Im Jahre 1641 endlich wurde die Schanze, die so viel Unheil über die ganze Gegend gebracht, infolge eines Vertrages zwischen Brandenburg und Schweden, freilich „mit nicht sonderlicher Zufriedenheit der Schweden" geschleift. Am 23. Juli 1641 begann die Niederlegung der Schanzwerke, aber noch am 12. September desselben Jahres war die Arbeit nicht vollendet, denn dem Rat wurde unter diesem Datum anbefohlen, auf Erfordern des Hof- und Landrichters Balzer Veit von Einbeck oder des Obersten Georg Friedrich von Trott eine Anzahl Leute zur völligen Niederlegung der Schanze zu senden.
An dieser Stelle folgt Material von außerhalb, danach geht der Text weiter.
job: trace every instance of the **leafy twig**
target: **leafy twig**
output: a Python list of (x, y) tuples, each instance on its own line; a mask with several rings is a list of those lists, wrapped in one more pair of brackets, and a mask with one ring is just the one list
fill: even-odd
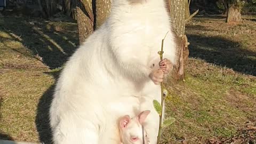
[[(158, 54), (160, 55), (160, 59), (161, 61), (163, 60), (163, 54), (164, 53), (164, 51), (163, 51), (164, 42), (168, 33), (169, 31), (167, 32), (164, 38), (162, 40), (161, 51), (158, 52)], [(162, 131), (162, 118), (163, 118), (163, 109), (164, 98), (165, 97), (165, 95), (164, 95), (163, 83), (161, 82), (161, 103), (160, 104), (159, 102), (156, 100), (153, 100), (153, 105), (154, 105), (154, 108), (158, 114), (159, 117), (158, 135), (157, 136), (157, 144), (159, 144), (160, 143), (160, 137), (161, 136), (161, 131)], [(174, 121), (175, 121), (175, 119), (174, 118), (167, 118), (164, 122), (163, 126), (167, 126), (171, 124), (172, 123), (173, 123)]]

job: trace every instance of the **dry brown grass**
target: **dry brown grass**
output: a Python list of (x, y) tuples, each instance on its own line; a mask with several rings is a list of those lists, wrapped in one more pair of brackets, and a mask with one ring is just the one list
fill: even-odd
[[(255, 26), (250, 21), (229, 25), (216, 18), (188, 23), (185, 81), (170, 78), (165, 84), (166, 115), (177, 121), (164, 130), (163, 143), (227, 139), (256, 120)], [(59, 68), (77, 44), (76, 27), (1, 18), (0, 138), (50, 141), (52, 91)]]

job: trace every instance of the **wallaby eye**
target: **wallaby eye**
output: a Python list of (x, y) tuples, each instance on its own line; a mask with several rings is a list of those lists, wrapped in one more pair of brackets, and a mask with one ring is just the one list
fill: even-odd
[(138, 137), (132, 137), (131, 138), (131, 140), (132, 141), (137, 141), (138, 139)]

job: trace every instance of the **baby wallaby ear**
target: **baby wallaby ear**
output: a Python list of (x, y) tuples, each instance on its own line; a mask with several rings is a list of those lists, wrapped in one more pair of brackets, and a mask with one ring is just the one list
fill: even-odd
[(150, 110), (145, 110), (143, 111), (142, 112), (140, 113), (138, 115), (138, 119), (139, 119), (139, 122), (140, 124), (142, 124), (144, 121), (145, 121), (146, 118), (148, 116), (148, 114), (150, 113)]
[(124, 129), (126, 127), (127, 124), (130, 122), (131, 121), (131, 118), (130, 118), (130, 116), (125, 115), (120, 119), (119, 121), (119, 126), (122, 129)]

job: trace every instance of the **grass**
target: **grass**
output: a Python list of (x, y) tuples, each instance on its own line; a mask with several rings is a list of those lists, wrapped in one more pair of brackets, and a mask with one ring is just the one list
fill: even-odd
[[(165, 84), (166, 116), (177, 121), (164, 129), (162, 143), (211, 143), (256, 120), (255, 25), (216, 18), (187, 24), (185, 81)], [(77, 44), (74, 23), (0, 18), (1, 139), (49, 141), (54, 84)], [(244, 141), (256, 139), (246, 135)]]

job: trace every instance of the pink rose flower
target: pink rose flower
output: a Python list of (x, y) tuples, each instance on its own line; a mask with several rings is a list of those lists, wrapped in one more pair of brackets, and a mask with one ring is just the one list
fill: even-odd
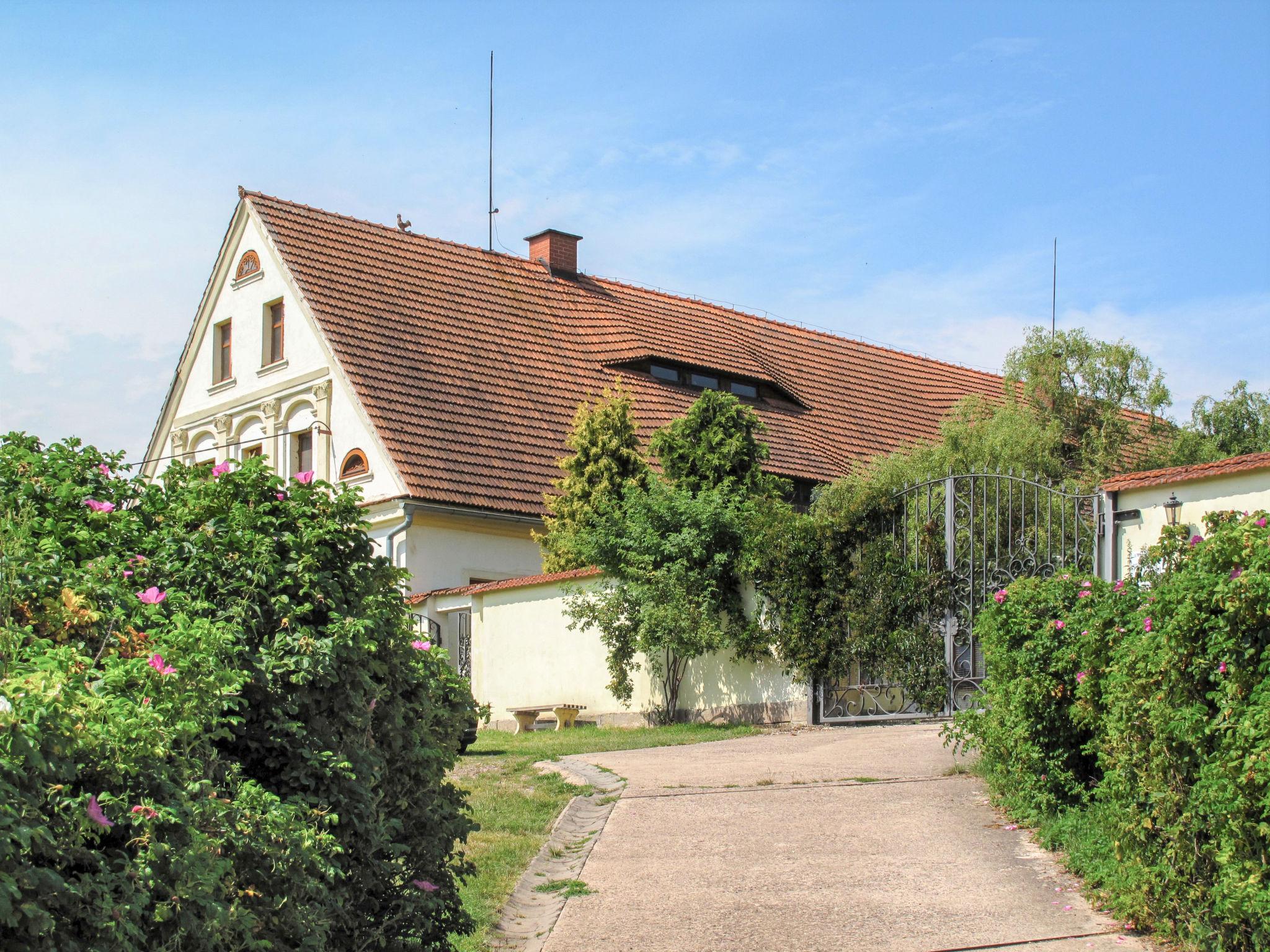
[(102, 805), (97, 802), (97, 793), (88, 798), (88, 819), (95, 823), (98, 826), (110, 829), (114, 823), (105, 815), (102, 810)]
[(177, 673), (177, 669), (173, 668), (170, 664), (164, 664), (163, 655), (159, 655), (159, 654), (150, 655), (150, 660), (147, 661), (147, 664), (151, 668), (154, 668), (156, 671), (159, 671), (159, 674), (175, 674)]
Nur schwache Umrisszeichnen heute die Stelle, auf welcher einst die Schanze gestanden, aber unvergessen ist der Vers geblieben, in welchem damals ihre Geschichte kurz, wenn auch nicht schön, zusammengefasst wurde:
„Der Schwedenkönig tat bauen gut die Schanze bei Werben zu seiner Hut, die Kurfürst Friedrich Wilhelms Hand durch Hauptmann Stranz rasieren tat. Ao. 1641".